Particular focus was paid on its steps in the field of of education and health and investments into the youth and also the related issue of employment.
It is now becoming increasingly clear that Bhutan’s most valuable resource is not its mines or even hydro electricity, but it is our people and particularly the youth who hold the future of the country in their hands.
The challenge is made more complex given our small population base and so every youth wasted or falling by the wayside is a major loss for society and country.
As a small country we cannot afford to have the complacency or even a sense of security of the bigger countries in the region and beyond.
If we take a look around the world, it is very clear that countries that are doing well are those who have invested in and are making good use of their human resources, and here size does not matter.
For comparative size, a good example is Singapore which has invested well in its youths over the decades and in the process built a citizenry that has created a world class economy that even rivals much bigger countries.
Bhutan has its own limitations but then again we have also a lot of natural advantages from political stability to a clean environment.

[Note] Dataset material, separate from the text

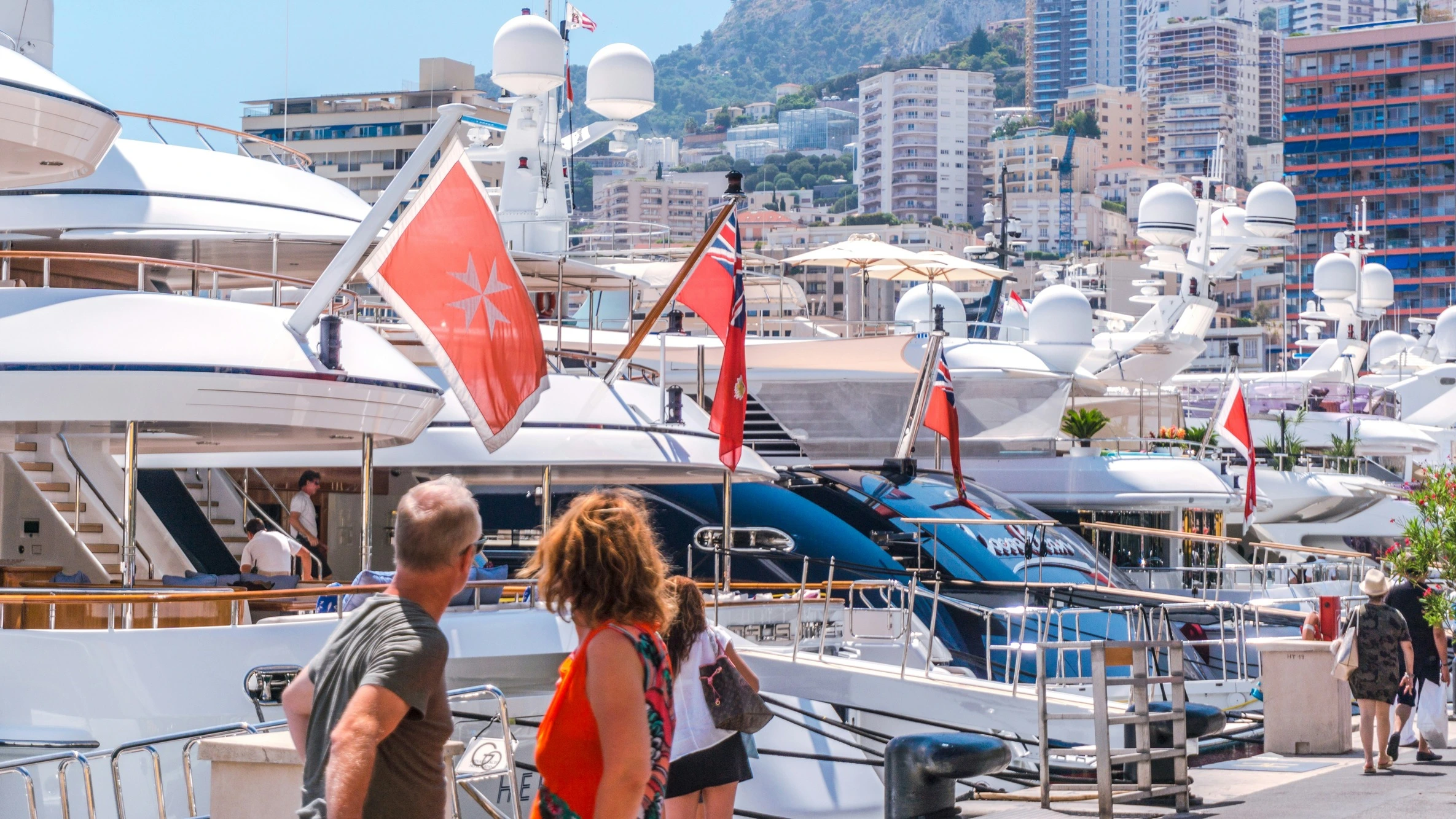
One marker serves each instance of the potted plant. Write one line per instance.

While our small size maybe a weakness, it can also be our greatest strength to adapt quickly to changing times and preparing ourselves for unforeseen challenges.
Investing in Bhutan’s youth is a long term project and so it is all the more important to start early.
The vexing issue of youth unemployment is not just a reflection of the state of our economy or the private sector, but it is also equally a reflection of our inability to give employable skills to our youth.
Bhutan currently has the highest proportion of youth in South Asia. This can be either be a great future opportunity or a challenge -depending on what we do for them now.
You are only young once, and if you work it right, once is enough.